Jens Stoltenberg, NATO Secretary-General, said member states would “step up” and provide more air defenses to help stabilize the situation. “NATO will in the coming days introduce anti-drone systems to counter the specific threat of drones, including those from Iran,” he said.

Although there are indications that Moscow is short of guided missiles, it has acquired as many as 2,400 Iranian drones, according to Ukraine, and is using them as cheaper alternatives to strike energy targets and sow fear among civilians.

Iran denies supplying Russia with the drones, while Kremlin spokesman Dmitry Peskov said he had no information on their source. “Russian equipment with Russian names is used,” Peskov said.

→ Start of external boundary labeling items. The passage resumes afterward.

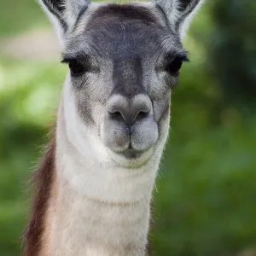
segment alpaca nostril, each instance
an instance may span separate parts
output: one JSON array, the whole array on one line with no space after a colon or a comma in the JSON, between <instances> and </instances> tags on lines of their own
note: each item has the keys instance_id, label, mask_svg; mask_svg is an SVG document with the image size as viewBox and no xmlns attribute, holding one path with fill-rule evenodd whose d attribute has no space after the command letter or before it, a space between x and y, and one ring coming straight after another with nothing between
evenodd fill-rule
<instances>
[{"instance_id":1,"label":"alpaca nostril","mask_svg":"<svg viewBox=\"0 0 256 256\"><path fill-rule=\"evenodd\" d=\"M145 112L145 111L140 111L137 114L137 117L135 118L135 121L139 121L142 120L145 118L147 118L149 114L149 111Z\"/></svg>"}]
</instances>

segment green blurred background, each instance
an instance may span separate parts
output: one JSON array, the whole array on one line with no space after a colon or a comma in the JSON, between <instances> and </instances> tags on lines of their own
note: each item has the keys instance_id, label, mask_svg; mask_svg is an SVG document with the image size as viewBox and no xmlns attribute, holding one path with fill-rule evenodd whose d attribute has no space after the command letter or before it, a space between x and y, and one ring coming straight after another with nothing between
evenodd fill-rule
<instances>
[{"instance_id":1,"label":"green blurred background","mask_svg":"<svg viewBox=\"0 0 256 256\"><path fill-rule=\"evenodd\" d=\"M256 255L256 2L208 0L184 43L154 193L160 256ZM67 67L35 0L0 0L0 255L19 255L26 192Z\"/></svg>"}]
</instances>

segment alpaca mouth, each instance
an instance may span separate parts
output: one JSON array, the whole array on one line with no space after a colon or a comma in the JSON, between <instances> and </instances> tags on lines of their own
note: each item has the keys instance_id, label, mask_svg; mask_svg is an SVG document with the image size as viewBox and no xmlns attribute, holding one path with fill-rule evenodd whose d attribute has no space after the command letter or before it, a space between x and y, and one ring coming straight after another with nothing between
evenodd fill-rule
<instances>
[{"instance_id":1,"label":"alpaca mouth","mask_svg":"<svg viewBox=\"0 0 256 256\"><path fill-rule=\"evenodd\" d=\"M143 151L136 150L132 148L130 145L129 148L122 152L121 154L124 155L125 158L131 160L141 157L143 153Z\"/></svg>"}]
</instances>

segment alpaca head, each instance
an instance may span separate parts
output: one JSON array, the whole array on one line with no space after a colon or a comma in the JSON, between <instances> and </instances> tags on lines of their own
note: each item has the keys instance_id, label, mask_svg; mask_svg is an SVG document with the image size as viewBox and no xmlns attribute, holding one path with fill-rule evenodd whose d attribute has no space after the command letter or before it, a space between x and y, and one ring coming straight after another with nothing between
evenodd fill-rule
<instances>
[{"instance_id":1,"label":"alpaca head","mask_svg":"<svg viewBox=\"0 0 256 256\"><path fill-rule=\"evenodd\" d=\"M40 0L69 65L64 121L82 154L137 167L161 152L171 90L187 61L181 38L201 2Z\"/></svg>"}]
</instances>

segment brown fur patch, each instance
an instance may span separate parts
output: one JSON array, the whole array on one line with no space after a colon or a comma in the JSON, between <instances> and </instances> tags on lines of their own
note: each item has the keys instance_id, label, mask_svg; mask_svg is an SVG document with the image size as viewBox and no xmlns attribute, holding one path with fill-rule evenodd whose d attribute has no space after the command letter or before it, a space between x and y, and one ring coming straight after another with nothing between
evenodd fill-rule
<instances>
[{"instance_id":1,"label":"brown fur patch","mask_svg":"<svg viewBox=\"0 0 256 256\"><path fill-rule=\"evenodd\" d=\"M53 136L32 179L35 196L31 218L24 234L23 256L37 256L41 250L45 215L54 179L55 159L55 137Z\"/></svg>"}]
</instances>

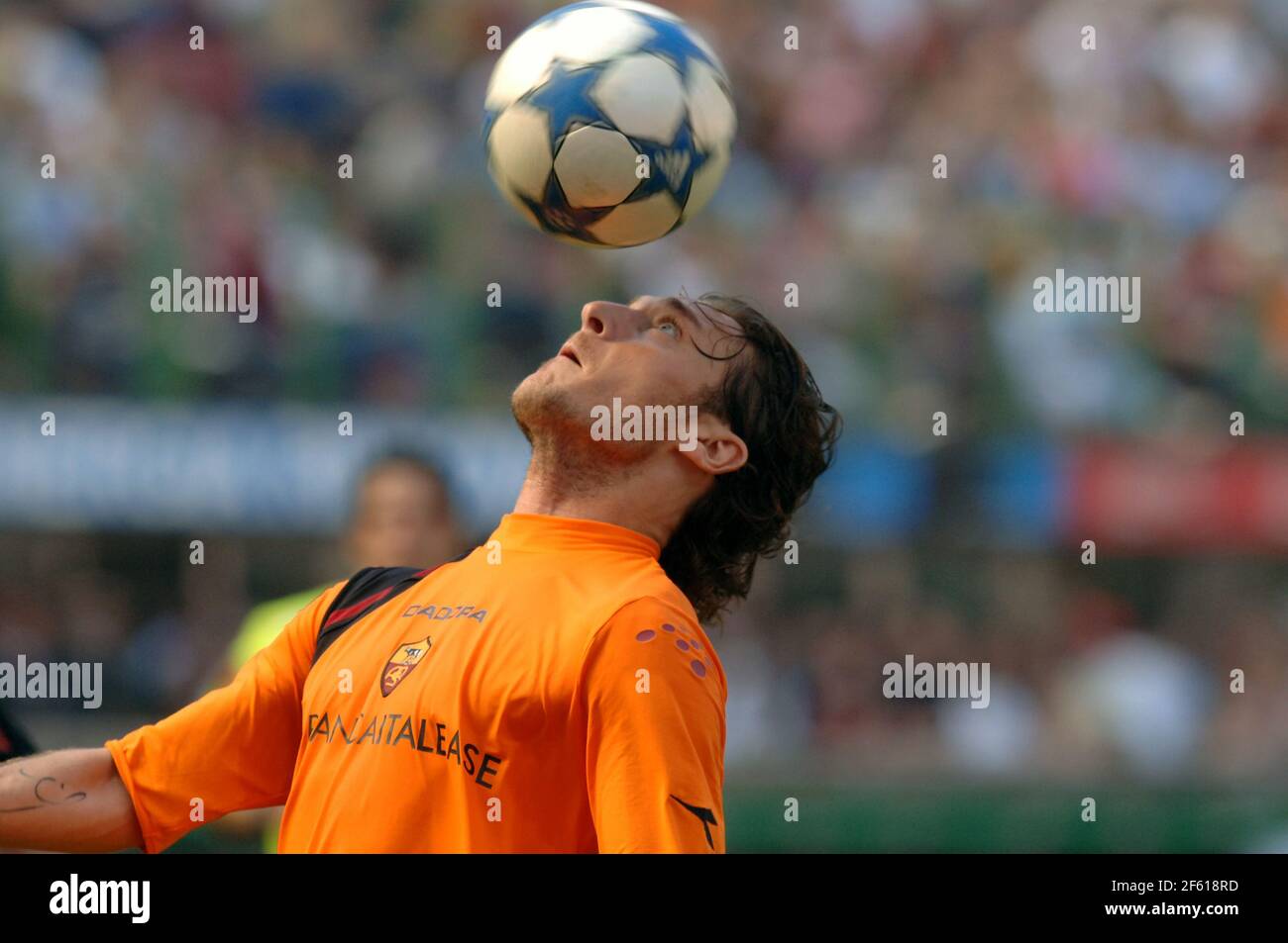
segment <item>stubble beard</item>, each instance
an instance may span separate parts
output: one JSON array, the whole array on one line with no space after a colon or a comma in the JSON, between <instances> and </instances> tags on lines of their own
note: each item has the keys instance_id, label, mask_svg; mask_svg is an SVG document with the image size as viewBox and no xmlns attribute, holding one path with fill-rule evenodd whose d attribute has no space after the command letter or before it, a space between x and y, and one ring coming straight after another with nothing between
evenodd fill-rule
<instances>
[{"instance_id":1,"label":"stubble beard","mask_svg":"<svg viewBox=\"0 0 1288 943\"><path fill-rule=\"evenodd\" d=\"M591 439L590 410L580 409L567 390L549 382L520 383L510 410L532 445L528 476L553 493L586 495L621 488L639 473L650 452L647 443Z\"/></svg>"}]
</instances>

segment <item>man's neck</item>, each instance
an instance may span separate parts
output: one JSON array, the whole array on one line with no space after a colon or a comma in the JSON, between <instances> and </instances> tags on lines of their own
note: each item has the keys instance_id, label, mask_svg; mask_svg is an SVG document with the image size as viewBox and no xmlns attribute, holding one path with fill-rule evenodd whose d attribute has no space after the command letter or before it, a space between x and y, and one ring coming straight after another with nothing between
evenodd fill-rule
<instances>
[{"instance_id":1,"label":"man's neck","mask_svg":"<svg viewBox=\"0 0 1288 943\"><path fill-rule=\"evenodd\" d=\"M677 499L679 489L659 481L656 471L657 466L648 462L595 471L569 467L558 454L538 446L533 449L514 513L604 521L666 547L688 502Z\"/></svg>"}]
</instances>

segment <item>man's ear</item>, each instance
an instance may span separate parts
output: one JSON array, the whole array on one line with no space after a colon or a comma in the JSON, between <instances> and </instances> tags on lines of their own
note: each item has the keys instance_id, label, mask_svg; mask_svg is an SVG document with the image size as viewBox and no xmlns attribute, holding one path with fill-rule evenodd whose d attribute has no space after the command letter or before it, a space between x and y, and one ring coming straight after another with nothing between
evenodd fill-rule
<instances>
[{"instance_id":1,"label":"man's ear","mask_svg":"<svg viewBox=\"0 0 1288 943\"><path fill-rule=\"evenodd\" d=\"M728 423L711 413L699 413L696 427L680 437L680 454L707 475L728 475L747 463L747 444Z\"/></svg>"}]
</instances>

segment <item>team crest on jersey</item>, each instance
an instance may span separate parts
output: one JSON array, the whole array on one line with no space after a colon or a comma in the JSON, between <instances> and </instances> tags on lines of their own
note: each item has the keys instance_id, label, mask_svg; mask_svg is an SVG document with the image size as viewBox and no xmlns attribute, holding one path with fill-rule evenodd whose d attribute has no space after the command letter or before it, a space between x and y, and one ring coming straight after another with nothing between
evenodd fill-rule
<instances>
[{"instance_id":1,"label":"team crest on jersey","mask_svg":"<svg viewBox=\"0 0 1288 943\"><path fill-rule=\"evenodd\" d=\"M420 642L407 642L398 646L398 651L385 663L384 674L380 675L380 693L385 697L393 693L393 690L402 683L402 679L411 674L411 669L429 655L429 647L433 643L434 639L425 636Z\"/></svg>"}]
</instances>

Experts and Western governments in Ukraine believe that the neighbors’ planes are Shahed drones, recognizable by the distinctive delta wing shape and from examining the fragments recovered from the ground.

A Western official, who spoke on condition of anonymity at a briefing on Tuesday, said they believed Russia was “pursuing a deliberate strategy to try to destroy Ukraine’s power grid”.

Reuters reported that Iran has promised to provide Russia with surface-to-surface missiles, as well as more drones, citing senior Iranian officials and two Iranian diplomats.

British Defense Secretary Ben Wallace and Foreign Secretary James Cleverly traveled to Washington on Tuesday to discuss how to respond to Iran’s interference, as officials made clear that a new air defense package for Ukraine was being prepared.

Germany last week delivered the first of four Iris-T air defense systems it had promised to supply to Ukraine, but the United States was wary of strengthening Ukraine’s air forces and defenses lest it be seen as an escalation.

Kevin McCarthy, the Republican leader in the US House of Representatives, warned on Tuesday that Congress would not “write a blank check to Ukraine” if his party wins next month’s midterm elections.

Hours later, prominent Republican Michael McCaul said he believed the Ukrainians should “get what they need” — including long-range missiles from those the Biden administration has been willing to supply so far.

Analysts say the mixed messages reflect an internal debate between traditional national security conservatives and the party’s Trump wing, in which pro-Russia sentiment is much stronger.